Потому что только Живой Бог может одарить нас живой верой в Него. Если попросим. Если догадаемся, наконец, что нужно попросить.
И тогда хлынут реки воды живой, и все будет нам на пользу, — и образование, и вокал.
…Сложноватое у нас время, что и говорить. И множество споров и дискуссий о том, что же всему виной, кипит, пенится и переливается через край.
Но почему-то никто не говорит о том, что в основе всего — историческое забвение. А ведь забывается и то, что было 20-30 лет назад, что уж говорить о более ранних временах.
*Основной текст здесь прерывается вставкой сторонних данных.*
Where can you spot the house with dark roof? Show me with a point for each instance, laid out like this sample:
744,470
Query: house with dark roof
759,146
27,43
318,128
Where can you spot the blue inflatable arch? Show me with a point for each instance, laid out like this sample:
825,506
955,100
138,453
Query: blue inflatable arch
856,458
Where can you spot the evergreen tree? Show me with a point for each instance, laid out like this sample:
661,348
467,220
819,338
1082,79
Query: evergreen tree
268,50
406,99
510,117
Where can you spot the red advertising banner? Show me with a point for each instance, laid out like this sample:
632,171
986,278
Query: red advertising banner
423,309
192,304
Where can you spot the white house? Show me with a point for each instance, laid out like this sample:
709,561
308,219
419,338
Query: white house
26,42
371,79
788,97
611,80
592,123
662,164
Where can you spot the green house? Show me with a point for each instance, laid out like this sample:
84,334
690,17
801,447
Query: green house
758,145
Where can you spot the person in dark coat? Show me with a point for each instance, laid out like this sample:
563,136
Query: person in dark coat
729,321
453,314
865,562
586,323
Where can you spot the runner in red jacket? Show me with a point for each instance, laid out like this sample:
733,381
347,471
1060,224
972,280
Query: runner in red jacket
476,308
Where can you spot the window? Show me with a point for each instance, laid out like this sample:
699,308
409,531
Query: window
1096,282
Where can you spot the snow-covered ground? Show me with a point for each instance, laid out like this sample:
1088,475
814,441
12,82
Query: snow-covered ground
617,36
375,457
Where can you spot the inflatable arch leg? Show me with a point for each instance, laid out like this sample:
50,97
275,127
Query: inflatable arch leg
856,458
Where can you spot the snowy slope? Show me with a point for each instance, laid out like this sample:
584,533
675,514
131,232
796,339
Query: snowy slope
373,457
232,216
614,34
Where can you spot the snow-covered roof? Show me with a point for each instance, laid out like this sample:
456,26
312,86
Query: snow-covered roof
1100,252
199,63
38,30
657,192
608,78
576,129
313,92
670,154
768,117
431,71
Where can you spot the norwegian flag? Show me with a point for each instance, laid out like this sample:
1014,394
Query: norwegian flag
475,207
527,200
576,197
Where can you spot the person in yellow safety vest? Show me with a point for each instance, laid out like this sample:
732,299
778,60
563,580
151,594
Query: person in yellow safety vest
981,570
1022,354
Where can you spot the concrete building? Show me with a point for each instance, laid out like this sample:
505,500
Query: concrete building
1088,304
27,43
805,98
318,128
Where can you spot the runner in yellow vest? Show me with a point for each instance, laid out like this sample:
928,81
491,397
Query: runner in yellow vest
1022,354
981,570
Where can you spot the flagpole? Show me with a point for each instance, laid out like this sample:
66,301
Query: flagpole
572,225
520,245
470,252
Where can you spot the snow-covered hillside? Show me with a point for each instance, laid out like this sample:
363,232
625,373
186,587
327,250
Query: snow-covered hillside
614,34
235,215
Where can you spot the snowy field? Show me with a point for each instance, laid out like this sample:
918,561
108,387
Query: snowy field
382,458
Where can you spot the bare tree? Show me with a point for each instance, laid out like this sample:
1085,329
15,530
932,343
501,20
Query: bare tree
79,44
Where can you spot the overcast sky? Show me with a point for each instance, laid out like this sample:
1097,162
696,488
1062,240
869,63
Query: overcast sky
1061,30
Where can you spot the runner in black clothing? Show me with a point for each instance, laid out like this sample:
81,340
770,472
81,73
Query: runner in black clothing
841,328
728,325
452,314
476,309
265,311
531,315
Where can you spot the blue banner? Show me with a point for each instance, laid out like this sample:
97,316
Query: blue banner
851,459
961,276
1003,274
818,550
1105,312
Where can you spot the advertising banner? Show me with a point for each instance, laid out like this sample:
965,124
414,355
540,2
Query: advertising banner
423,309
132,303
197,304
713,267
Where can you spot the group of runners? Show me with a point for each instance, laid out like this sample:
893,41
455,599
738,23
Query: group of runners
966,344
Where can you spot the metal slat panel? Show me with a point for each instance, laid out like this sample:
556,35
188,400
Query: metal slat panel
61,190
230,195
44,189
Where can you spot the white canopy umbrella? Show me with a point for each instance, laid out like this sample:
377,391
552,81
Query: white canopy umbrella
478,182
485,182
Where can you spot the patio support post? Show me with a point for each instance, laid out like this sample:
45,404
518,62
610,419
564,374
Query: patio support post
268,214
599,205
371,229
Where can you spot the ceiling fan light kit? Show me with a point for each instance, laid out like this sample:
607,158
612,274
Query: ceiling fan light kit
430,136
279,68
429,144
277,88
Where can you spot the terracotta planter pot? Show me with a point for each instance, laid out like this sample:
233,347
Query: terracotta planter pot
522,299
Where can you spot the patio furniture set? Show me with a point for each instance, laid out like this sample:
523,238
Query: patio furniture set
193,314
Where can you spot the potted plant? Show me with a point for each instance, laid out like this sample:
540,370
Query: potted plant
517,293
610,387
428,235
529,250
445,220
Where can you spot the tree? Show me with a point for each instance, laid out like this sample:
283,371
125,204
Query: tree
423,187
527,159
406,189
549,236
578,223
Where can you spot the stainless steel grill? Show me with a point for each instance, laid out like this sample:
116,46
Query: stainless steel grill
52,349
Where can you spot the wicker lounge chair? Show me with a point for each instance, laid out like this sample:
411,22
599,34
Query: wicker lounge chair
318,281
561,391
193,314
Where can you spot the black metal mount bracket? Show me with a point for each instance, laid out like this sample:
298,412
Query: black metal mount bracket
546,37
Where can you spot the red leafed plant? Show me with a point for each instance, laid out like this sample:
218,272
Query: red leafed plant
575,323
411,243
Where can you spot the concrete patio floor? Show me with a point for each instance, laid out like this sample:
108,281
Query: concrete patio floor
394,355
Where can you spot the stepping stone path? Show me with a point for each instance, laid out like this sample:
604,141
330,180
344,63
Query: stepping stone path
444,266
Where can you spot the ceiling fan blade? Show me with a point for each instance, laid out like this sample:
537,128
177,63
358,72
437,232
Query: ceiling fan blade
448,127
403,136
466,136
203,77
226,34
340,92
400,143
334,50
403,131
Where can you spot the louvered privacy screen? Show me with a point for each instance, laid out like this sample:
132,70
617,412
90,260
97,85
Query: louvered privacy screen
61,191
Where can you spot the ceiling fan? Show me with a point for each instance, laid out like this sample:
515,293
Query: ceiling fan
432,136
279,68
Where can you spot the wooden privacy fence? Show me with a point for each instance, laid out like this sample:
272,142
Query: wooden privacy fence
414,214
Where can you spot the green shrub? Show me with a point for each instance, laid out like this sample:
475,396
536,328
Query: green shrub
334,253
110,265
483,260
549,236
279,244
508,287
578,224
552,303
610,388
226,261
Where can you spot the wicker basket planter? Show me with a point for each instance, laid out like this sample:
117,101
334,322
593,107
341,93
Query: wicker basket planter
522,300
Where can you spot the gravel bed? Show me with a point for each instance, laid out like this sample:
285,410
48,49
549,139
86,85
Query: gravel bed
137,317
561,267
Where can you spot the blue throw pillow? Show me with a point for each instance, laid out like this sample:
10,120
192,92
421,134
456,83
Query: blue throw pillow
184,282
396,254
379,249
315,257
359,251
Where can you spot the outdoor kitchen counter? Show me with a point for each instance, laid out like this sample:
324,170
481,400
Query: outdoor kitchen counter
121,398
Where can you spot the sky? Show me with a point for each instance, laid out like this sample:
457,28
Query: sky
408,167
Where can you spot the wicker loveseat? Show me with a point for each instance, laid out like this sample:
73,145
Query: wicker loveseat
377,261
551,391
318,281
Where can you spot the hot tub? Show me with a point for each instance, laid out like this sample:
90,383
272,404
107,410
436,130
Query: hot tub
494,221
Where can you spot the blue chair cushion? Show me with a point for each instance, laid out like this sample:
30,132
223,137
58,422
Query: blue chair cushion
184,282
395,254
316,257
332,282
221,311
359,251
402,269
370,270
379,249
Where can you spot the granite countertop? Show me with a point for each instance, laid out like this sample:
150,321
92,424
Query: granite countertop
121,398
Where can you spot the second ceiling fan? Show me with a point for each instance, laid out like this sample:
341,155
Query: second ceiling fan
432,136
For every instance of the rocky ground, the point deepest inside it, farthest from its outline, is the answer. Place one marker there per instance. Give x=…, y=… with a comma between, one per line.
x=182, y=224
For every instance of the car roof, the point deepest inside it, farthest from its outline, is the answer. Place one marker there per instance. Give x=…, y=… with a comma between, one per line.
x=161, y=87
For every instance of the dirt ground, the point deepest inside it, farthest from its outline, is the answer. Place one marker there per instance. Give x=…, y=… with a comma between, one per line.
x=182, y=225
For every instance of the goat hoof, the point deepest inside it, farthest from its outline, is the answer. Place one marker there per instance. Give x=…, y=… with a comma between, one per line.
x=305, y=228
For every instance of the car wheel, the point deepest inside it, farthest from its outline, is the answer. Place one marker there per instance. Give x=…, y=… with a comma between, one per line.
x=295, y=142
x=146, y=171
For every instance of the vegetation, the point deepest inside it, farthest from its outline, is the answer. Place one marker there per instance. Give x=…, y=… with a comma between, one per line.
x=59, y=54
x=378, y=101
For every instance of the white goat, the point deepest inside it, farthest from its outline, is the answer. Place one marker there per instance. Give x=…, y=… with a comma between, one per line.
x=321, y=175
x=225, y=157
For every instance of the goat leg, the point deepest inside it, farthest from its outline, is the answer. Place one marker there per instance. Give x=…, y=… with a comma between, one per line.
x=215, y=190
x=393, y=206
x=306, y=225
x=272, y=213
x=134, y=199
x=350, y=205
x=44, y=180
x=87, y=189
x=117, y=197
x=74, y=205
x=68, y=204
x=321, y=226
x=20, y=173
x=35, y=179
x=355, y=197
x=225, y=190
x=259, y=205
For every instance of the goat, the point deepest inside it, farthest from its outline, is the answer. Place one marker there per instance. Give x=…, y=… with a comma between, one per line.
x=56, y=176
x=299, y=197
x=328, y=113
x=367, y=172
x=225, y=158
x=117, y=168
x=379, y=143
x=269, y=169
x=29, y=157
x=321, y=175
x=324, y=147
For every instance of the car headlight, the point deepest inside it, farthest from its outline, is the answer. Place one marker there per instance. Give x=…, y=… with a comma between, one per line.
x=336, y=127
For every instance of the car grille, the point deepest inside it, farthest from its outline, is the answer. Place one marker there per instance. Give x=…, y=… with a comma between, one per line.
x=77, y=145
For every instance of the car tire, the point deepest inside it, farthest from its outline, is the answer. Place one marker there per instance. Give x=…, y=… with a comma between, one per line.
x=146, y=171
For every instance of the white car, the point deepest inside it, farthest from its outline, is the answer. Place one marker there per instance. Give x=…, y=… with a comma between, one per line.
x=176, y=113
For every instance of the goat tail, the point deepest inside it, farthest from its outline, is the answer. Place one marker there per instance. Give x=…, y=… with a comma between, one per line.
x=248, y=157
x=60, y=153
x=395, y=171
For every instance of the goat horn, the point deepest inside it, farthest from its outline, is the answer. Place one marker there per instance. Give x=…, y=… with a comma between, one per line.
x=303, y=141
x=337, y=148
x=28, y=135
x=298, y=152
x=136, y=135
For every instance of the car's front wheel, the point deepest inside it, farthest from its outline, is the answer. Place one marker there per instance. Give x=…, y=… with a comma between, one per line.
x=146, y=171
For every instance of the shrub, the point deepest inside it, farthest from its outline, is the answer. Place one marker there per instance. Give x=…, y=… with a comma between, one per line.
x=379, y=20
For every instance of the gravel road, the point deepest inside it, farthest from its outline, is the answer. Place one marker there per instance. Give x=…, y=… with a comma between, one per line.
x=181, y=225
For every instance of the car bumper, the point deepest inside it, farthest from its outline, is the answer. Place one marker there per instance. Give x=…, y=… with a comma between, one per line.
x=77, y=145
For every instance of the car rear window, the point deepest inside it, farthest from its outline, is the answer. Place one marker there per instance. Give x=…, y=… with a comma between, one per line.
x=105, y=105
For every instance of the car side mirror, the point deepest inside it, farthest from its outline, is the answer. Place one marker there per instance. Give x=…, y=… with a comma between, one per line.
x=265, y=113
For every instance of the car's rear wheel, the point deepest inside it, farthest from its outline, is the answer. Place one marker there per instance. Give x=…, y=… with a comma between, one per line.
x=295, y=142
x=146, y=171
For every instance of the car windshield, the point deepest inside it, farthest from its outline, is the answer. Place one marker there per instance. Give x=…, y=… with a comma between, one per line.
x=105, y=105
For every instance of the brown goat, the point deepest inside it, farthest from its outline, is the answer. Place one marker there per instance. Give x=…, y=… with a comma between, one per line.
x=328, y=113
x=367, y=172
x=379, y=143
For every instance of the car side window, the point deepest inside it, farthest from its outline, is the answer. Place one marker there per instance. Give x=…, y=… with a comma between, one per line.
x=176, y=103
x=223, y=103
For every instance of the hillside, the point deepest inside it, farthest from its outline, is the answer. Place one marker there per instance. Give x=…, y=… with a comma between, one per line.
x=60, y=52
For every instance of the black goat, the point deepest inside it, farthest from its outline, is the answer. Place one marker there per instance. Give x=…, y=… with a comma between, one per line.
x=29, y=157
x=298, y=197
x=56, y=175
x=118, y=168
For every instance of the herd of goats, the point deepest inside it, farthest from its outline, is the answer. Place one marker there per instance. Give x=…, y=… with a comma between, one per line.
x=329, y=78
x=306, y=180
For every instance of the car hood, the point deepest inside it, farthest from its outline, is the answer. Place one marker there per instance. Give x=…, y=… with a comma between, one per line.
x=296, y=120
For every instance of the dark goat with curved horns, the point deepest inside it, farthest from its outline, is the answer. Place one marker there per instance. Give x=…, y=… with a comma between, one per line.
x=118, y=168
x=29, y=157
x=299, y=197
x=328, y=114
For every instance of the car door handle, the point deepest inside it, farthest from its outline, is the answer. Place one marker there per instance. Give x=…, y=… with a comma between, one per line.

Вместо исторических фактов процветают историософские концепции, а если они противоречат фактам, так тем хуже для фактов.
Да, конечно, литературы по историческим вопросам много. Но как-то все больше вспоминается горький анекдот. Машинистка, перепечатавшая для Томаса Манна рукопись его романа «Иосиф и его братья» — произведения, исполненного нарочито субъективных оценок, — сказала автору: «Ну, наконец-то я знаю, как все было на самом деле». Это значило, что ей понравился сюжет.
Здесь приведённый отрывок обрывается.